Article 6 of the Paris Agreement provides for the following three carbon pricing mechanisms:

1. Voluntary bilateral arrangements

Under Article 6.2 State Parties can reach bilateral agreements, pursuant to which emission reductions achieved in a Country A could be transferred to a Country B and count towards Country B's Nationally Determined Contributions (NDCs).
This mechanism would require a transparent process with accurate accounting of emission reductions in order to avoid double counting (i.e. to prevent the same reduction counting towards both Country A and Country B's NDCs). Although this mechanism may potentially provide a more flexible approach, it is also likely to be less transparent than the mechanism implemented under Article 6.4.

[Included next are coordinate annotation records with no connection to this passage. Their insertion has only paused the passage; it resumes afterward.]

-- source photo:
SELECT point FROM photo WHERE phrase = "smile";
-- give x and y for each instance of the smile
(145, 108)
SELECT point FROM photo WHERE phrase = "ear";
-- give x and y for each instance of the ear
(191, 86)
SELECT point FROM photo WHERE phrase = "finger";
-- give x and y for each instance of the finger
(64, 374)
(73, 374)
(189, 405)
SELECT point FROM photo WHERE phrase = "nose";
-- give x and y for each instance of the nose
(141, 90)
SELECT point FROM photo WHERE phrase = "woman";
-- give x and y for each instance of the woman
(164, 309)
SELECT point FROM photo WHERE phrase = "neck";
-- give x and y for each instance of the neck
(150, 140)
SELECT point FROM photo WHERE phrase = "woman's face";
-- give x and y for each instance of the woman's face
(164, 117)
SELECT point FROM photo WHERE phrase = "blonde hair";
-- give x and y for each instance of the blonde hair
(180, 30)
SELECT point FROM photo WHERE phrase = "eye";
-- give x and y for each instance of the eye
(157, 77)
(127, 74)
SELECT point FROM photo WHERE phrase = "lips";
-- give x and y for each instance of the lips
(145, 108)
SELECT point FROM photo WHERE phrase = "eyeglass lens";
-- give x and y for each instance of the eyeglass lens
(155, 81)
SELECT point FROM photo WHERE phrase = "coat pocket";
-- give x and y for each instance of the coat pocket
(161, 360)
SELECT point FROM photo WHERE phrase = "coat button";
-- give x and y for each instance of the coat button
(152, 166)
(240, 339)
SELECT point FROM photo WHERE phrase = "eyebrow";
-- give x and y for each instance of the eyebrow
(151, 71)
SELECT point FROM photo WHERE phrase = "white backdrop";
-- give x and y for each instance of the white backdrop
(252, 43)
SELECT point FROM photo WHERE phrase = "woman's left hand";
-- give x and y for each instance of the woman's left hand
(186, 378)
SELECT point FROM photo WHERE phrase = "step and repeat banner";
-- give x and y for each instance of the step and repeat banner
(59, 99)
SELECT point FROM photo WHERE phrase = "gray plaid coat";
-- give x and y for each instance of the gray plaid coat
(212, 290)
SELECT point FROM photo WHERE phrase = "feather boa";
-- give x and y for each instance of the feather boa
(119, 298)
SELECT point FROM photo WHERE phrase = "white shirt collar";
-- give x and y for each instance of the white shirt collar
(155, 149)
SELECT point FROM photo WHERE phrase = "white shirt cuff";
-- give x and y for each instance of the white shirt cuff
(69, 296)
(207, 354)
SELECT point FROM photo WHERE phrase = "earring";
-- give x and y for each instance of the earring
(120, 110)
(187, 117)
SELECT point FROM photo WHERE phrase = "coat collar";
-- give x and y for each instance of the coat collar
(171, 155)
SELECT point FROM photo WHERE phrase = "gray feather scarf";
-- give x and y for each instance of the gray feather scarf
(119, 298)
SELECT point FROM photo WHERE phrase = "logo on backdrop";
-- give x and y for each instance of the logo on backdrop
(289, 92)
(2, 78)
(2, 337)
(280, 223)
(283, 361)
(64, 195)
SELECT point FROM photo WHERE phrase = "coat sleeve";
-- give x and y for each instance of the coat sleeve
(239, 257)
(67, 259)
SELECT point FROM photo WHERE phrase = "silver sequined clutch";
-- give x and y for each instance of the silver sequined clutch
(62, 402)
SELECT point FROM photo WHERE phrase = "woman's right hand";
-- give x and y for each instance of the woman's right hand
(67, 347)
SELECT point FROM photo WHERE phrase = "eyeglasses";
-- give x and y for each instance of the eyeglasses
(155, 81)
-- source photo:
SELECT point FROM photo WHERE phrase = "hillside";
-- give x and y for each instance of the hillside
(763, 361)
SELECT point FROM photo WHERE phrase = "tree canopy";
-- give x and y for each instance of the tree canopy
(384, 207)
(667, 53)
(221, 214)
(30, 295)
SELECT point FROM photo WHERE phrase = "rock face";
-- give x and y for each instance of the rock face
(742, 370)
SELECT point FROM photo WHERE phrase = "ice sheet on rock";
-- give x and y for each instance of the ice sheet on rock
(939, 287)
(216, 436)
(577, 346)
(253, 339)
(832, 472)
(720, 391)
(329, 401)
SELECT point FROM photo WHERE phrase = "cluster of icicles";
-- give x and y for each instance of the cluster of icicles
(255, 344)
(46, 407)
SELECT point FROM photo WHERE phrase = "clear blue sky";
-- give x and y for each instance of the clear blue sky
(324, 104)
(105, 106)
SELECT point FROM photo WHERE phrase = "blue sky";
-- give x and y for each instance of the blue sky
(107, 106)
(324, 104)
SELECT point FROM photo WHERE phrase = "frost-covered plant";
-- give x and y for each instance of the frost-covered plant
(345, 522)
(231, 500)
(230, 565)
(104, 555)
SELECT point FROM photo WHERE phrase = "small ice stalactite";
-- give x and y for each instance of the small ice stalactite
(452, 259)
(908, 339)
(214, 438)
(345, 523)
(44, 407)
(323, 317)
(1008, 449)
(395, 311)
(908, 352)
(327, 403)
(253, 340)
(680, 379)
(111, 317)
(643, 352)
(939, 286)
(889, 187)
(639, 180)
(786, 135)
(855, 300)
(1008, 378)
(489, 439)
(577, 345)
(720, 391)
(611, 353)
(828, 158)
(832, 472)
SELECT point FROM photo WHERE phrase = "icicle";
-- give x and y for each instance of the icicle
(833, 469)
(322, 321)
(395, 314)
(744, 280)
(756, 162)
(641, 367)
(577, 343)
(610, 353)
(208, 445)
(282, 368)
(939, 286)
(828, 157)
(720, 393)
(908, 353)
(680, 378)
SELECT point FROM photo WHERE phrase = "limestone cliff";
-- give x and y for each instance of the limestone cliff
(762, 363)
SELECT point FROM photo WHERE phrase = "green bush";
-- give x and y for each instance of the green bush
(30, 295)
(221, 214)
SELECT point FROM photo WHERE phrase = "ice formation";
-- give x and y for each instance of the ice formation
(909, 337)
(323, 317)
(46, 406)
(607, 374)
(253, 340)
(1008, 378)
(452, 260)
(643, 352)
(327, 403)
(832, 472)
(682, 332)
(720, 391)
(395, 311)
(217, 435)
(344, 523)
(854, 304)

2. An international carbon market

Article 6.4 aims to create an international carbon market, the 'Sustainable Development Mechanism', which would be supervised by a governing body designated by the Conference of the Parties. Under this mechanism, which would replace the Clean Development Mechanism (CDM) under the Kyoto Protocol 1997, both States and Private Actors would be able to trade emissions reductions.
The Paris Agreement however does not provide any details regarding the proposed form or operation of such a carbon market. This will be agreed by the Parties in the rules and modalities to be adopted. It is likely that the Parties will aim to ensure that standardised procedures are adopted in the design, implementation and verification of emission reduction activities.

3. Non-market-based approach

Article 6.8 provides for a framework for co-operation which is not based on a market mechanism, but would instead be designed to cover other forms of assistance which would target ``mitigation, adaptation, finance, technology transfer and capacity-building``. This may include cooperation on climate policy, fiscal measures (such as a carbon price) or similar activities to those under Articles 6.2 and 6.4 but without trading. The 'rulebook' for the carbon pricing mechanisms will determine how this non-market-based approach will operate in practice and how it will interface with the market based approaches.